17 Mart 2010 Çarşamba

Yaşamı online ve offline diye ayıramayız.


Project House'da çok özel bir proje başlattık: DEEP TALK.

DEEP TALK, özünde ajans içi entelektüel stand-up'lar. Her ay üreten bir zihinle yan yana geleceğimiz, onu dinleyeceğimiz, onunla konuşacağımız, ona sorular soracağımız ve tüm ajansça dost olacağımız çok özel bir proje DEEP TALK. İlk DEEP TALK'u da çok özel biriyle başlattık: Cem Mumcu.

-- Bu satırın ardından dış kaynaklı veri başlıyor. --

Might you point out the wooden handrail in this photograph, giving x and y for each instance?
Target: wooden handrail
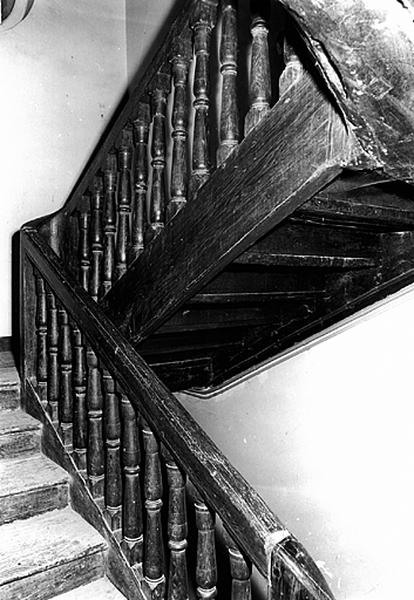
(248, 519)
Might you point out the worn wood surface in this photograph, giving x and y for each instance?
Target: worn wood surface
(248, 519)
(365, 51)
(259, 185)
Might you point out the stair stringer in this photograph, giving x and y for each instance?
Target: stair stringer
(117, 568)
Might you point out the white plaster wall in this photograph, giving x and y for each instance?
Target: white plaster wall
(326, 436)
(63, 71)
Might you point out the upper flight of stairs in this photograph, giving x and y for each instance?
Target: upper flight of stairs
(46, 549)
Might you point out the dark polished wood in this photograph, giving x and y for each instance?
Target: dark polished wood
(95, 448)
(52, 358)
(178, 588)
(124, 201)
(249, 203)
(113, 467)
(240, 570)
(159, 92)
(180, 60)
(80, 418)
(260, 83)
(229, 116)
(41, 325)
(65, 380)
(132, 517)
(247, 518)
(140, 169)
(96, 239)
(206, 565)
(109, 223)
(203, 19)
(154, 560)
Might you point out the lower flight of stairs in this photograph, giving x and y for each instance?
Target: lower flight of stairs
(46, 549)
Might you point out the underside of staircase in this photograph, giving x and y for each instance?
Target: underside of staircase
(46, 549)
(201, 240)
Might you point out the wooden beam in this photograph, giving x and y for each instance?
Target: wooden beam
(365, 52)
(300, 146)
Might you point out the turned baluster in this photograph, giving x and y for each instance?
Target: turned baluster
(65, 381)
(96, 239)
(202, 21)
(161, 87)
(108, 262)
(177, 531)
(240, 569)
(95, 450)
(84, 259)
(293, 70)
(41, 325)
(180, 60)
(113, 472)
(206, 567)
(260, 83)
(132, 521)
(139, 212)
(80, 419)
(52, 359)
(229, 117)
(154, 576)
(124, 202)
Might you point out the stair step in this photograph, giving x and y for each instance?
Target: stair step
(30, 486)
(19, 433)
(47, 555)
(102, 589)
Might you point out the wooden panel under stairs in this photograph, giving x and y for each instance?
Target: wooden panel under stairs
(334, 255)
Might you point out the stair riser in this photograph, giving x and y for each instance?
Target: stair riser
(33, 502)
(9, 398)
(59, 579)
(17, 443)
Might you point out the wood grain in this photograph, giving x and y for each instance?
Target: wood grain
(265, 179)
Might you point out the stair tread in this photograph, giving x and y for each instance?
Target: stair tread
(18, 475)
(43, 542)
(101, 589)
(17, 420)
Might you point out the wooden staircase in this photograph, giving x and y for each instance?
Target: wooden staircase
(46, 549)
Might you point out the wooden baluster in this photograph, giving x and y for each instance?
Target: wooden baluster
(161, 87)
(41, 325)
(260, 83)
(84, 259)
(52, 359)
(65, 381)
(95, 450)
(113, 472)
(229, 118)
(154, 575)
(96, 239)
(240, 569)
(132, 521)
(206, 569)
(124, 202)
(293, 70)
(177, 531)
(139, 212)
(180, 60)
(80, 418)
(110, 179)
(202, 22)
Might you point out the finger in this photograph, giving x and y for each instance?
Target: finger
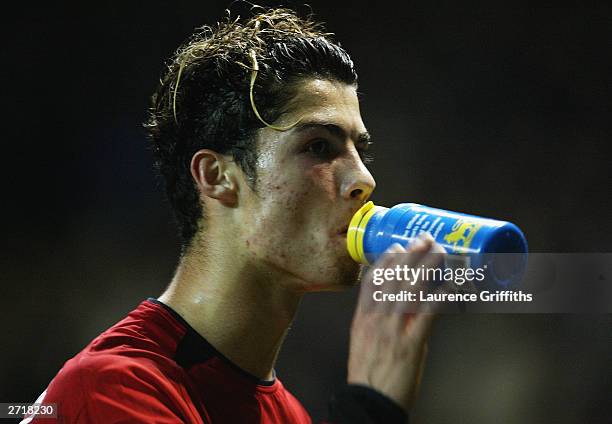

Cem çok ilginç şeyler anlattı bize? Aslında interaktif dünyanın farklı yanlarımızı ortaya çıkarmadığını, insan özelliklerimizin bir uzantısı olduğunu duyduk ondan. Yaşamın online ve offline diye ayrılamayacağını, bir bütün olduğunu ve değerlerin şekil değiştirerek devam ettiğini öğrendik. Bir saati aşkın bir süre keyifle dinledik onu. Bize bu keyfi yaşatan 3 şey vardı. Birincisi bunun ilk DEEP TALK olmasıydı. İkincisi Cem Mumcu'nun her zamanki sohbet tadında konuşmasıydı. Üçüncüsü ise Woody Allen'ın "en sevdiğim ikinci organım" dediği beynin gerçekleriyle yüzleşmemizdi. İnteraktif bahane! O gün orada pek çoğumuz, kendi beyinlerimizin sarsıcı durumunu sorgulamış olduk.

Ikinci DEEP TALK Barbaros Şansal ile. Bu kez de, herkesin kartvizitine ağdalı cümleler yazdığı bir dünyada kendisine "Terzi Yamağı" diyen bir başka cesur insanla sohbet edeceğiz.